Un relato, no obstante, ilumina todavía mejor los mecanismos de préstamo entre los sueños y la literatura. El protagonista de “Cazador de la aurora” tiene el empeño de dilatar el instante precioso que delimita el sueño y la vigilia: se despierta y remolonea, prueba su mente, no se levanta. Deliberadamente inmóvil, trata de rescatar imágenes de las aguas del sueño antes de que las borre el día, “sargazos confusos”. En algunas ocasiones ha logrado no solo traer a estos seres marinos del sueño, sino preservarlos, “como si fuese la cama un acuario capaz de cautivar con vida aquellas formaciones líquidas, viscosas estrellas a veces dulces, a veces amargas”. Castañón es un “cazador de la aurora”, un naturalista del sueño que ha aprendido a llevarse imágenes raras y curiosas en los bolsillos. Sus relatos no pretenden aleccionar, y pocas veces construyen historias tradicionales con nudo y resolución, más bien han aprendido sus mañas de los movimientos del estado que Borges en su prólogo a El libro de los sueños llamó el más antiguo género literario. Los narradores de Castañón son a menudo contemplativos, se recuestan y esperan que se abra un portal. En algún momento del relato ese portal se abre y entran al texto aguas verdosas y vivas, que nos cubren por el tiempo breve y milagroso de la aurora.

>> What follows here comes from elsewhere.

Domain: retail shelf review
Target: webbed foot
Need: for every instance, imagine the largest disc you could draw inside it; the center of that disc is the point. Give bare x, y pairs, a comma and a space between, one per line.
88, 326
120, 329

En una respuesta a Witkiewicz publicada en 1935 (suerte de entrevista), Bruno Schulz desarrolla una idea bellísima sobre la función de ciertas imágenes capturadas por el artista durante su infancia, imágenes cautivantes en las que parecen concentrarse las fuerzas tectónicas de la realidad, imágenes tan misteriosas como sugerentes, que “desempeñan el mismo papel que los filamentos sumergidos en una solución química, en torno a los cuales se cristaliza para nosotros el sentido del mundo”. Una de las suyas, que utiliza como ejemplo, es la del coche jalado por caballos (no pocas veces se evoca en los cuentos de Schulz la intimidad del coche, abrigado de la noche infinita, en el que viajan padre e hijo). “Esas primeras imágenes le imponen al artista límites que son los de su creatividad”, dice Schulz. Luego no habría nada nuevo que descubrir, lo que podría hacer el artista sería intentar comprender y evocar mejor esos símbolos en los cuales estaría comprendido su destino (un gran artista, como Eliseo Diego, o como Adolfo Castañón, pasaría su vida revisitando estos avistamientos hasta pulirlos y devolverles la mayor nitidez posible). La idea de Schulz, sin embargo, me parece incompleta. No solo la incognoscibilidad de las primeras memorias, en las cuales el mundo brillaba con colores distintos, ofrece estas imágenes poderosas, estos símbolos incontrolables también se aparecen en algunos sueños de la adolescencia o adultez (incluido el sueño lúcido que llamamos literatura). De adultos solo en los sueños y en las artes podría decirse que encaramos la verdadera naturaleza del mundo (el ser, si es que hubiera un ser), sin el vidrio empañado de la memoria. Compartir estas imágenes, estas visiones, es ser partes de un rito secreto que nos hermana.